Buying a property for commercial purpose is a huge investment. That is the reason why investing in commercial traditionally has been the job of only high net worth individuals or institutional investors. However, time has brought change. Many types of investors are getting into the game.
There are 3 main ways to invest in commercial property: buying the space directly from a developer, purchasing the commercial developer's share from the stock market or investing in a real estate fund that focuses on commercial real estate. Many developers, particularly in big cities, are offering small spaces in A-Grade buildings.
Investors looking towards getting retail space can now have multiple affordable options. The major advantage of smaller units are that it is easier to find tenants for the spaces and the premises can be used by the investor his or herself if they happen to be entrepreneur. Today, professionals such as doctors, lawyers, and auditors are investing in commercial properties for profit and for self use. The private bankers and WMFs (wealth management firms) encourage their clients to buy commercial properties as the properties can protect their clients from stock market volatility and inflation. Even banks are now lending 50 to 60 percent LTV (Loan to Value) to customers for these properties. The exact percentage depends on a customer's net worth and their ability to repay.
What to Look for
Despite wide array of price options, buying commercial property definitely is not child play. The process requires foresight, research and thorough planning. The followings factors should be taken into consideration before investing in a commercial property:
• Location: Before making an investment, buyers need to establish the location's soundness and its demand-supply dynamics. If buyers do not research enough, they may end up making the wrong investment.

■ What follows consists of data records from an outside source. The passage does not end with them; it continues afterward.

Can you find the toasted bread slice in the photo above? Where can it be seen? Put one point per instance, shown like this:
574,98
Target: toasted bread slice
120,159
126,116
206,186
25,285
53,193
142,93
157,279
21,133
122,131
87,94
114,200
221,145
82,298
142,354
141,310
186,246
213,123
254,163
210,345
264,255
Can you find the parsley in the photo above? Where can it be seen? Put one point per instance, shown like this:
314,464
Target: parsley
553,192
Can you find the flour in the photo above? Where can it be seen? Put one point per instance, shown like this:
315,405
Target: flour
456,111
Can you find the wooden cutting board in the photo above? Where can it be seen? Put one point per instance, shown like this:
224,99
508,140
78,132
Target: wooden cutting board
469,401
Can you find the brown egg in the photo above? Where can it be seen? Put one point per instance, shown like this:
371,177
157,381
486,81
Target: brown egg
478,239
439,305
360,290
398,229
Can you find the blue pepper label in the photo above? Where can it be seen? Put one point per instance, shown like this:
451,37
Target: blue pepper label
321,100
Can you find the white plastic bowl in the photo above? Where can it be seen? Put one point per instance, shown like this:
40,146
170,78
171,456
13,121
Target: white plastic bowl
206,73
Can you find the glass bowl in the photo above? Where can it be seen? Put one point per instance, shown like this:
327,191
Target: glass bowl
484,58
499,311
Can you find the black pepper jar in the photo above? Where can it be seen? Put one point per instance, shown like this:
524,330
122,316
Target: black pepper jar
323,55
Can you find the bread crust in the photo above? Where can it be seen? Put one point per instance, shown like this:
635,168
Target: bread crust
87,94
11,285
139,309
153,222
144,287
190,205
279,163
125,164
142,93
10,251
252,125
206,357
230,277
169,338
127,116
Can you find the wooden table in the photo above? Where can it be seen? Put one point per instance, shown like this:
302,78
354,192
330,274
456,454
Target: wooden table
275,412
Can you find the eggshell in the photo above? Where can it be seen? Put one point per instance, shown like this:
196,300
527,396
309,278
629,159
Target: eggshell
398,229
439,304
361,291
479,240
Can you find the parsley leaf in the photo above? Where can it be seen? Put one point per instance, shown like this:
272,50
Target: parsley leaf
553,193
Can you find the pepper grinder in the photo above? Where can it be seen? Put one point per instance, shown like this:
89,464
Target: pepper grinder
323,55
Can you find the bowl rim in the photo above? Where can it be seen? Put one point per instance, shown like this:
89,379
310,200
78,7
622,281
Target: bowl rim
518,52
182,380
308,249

• Economy: Buyers should also note the effects of population growth, the job market and the respective market's economy is sound.
• Developer: Investors should check the credentials of the developer, the potential infrastructure development, the quality of property management and the public transport accessibility to the project.

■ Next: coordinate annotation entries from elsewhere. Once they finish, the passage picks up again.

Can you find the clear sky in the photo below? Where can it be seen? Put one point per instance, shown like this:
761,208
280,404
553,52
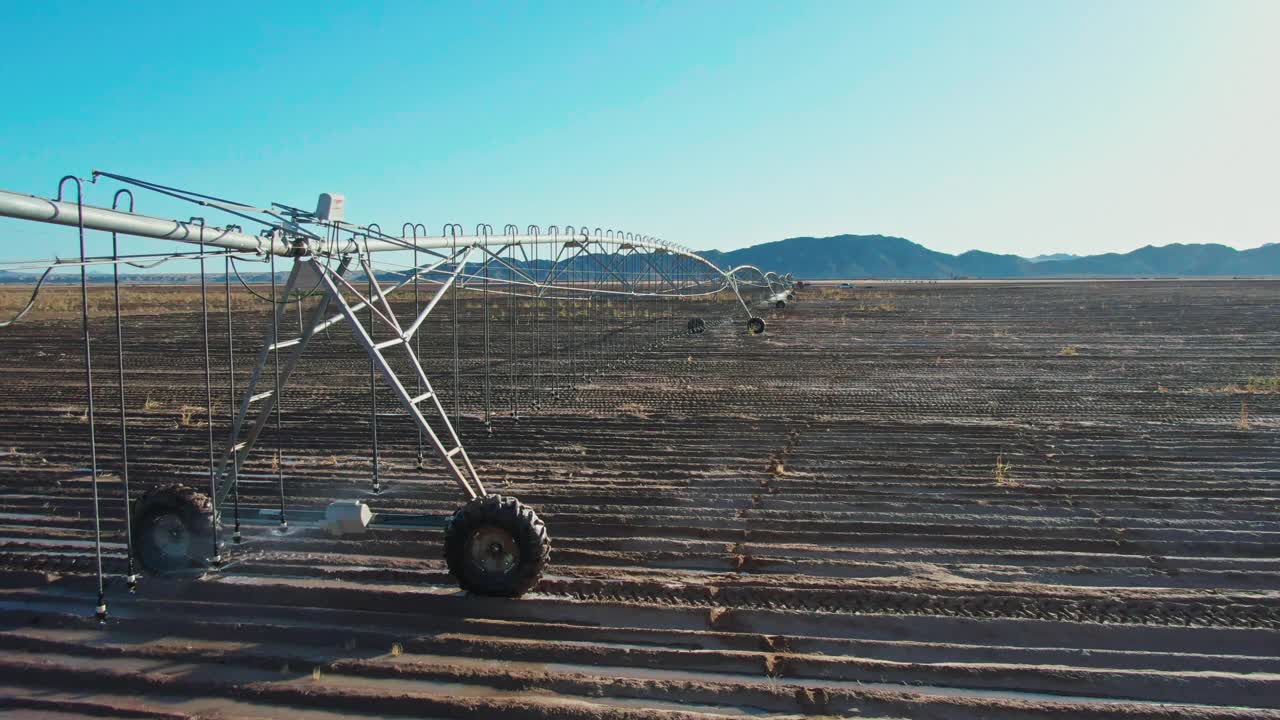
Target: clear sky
1011,126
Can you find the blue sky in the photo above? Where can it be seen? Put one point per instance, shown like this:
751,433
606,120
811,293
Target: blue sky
1010,126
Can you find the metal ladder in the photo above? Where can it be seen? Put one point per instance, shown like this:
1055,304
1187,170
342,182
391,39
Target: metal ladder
419,406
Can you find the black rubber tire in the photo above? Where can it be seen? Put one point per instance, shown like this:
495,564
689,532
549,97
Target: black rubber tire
188,513
526,531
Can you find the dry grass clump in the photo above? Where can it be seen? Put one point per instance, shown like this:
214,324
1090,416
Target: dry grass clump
187,417
1002,473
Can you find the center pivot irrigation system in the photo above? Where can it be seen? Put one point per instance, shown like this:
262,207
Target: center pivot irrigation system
586,300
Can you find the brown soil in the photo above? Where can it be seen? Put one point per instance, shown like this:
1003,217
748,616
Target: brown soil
903,502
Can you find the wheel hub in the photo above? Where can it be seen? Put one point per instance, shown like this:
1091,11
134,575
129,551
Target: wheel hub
493,550
170,536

• Dynamics: While investing in retail business, one needs to consider the footfall, the frontage and the adjoining catchment's dynamics.
• Amenities: People who look to make an investment in commercial property need to ensures that a property's given amenities fulfil their business needs. If someone wishes to invest in an office, they need to consider breakup of cash flow through maintenance expenses, building insurance and property tax. They also need to check the lease term, the long-term appreciation potential and the refinancing and repositioning potential.
• Professional Advice: Before making any investment, investors should seek the help of a lawyer and a knowledgeable commercial property real estate agent.
The rental income from commercial property generally is 9 to 12 percent while residential property only offers 3 to 4 percent. The sheer pride and numerous benefits of ownership are just two reasons why you should look at commercial investment.
Remember, you not only make profit on the sale of appreciated property but also from rental cash flows. Your capitalization rate actually measures the demand of the property.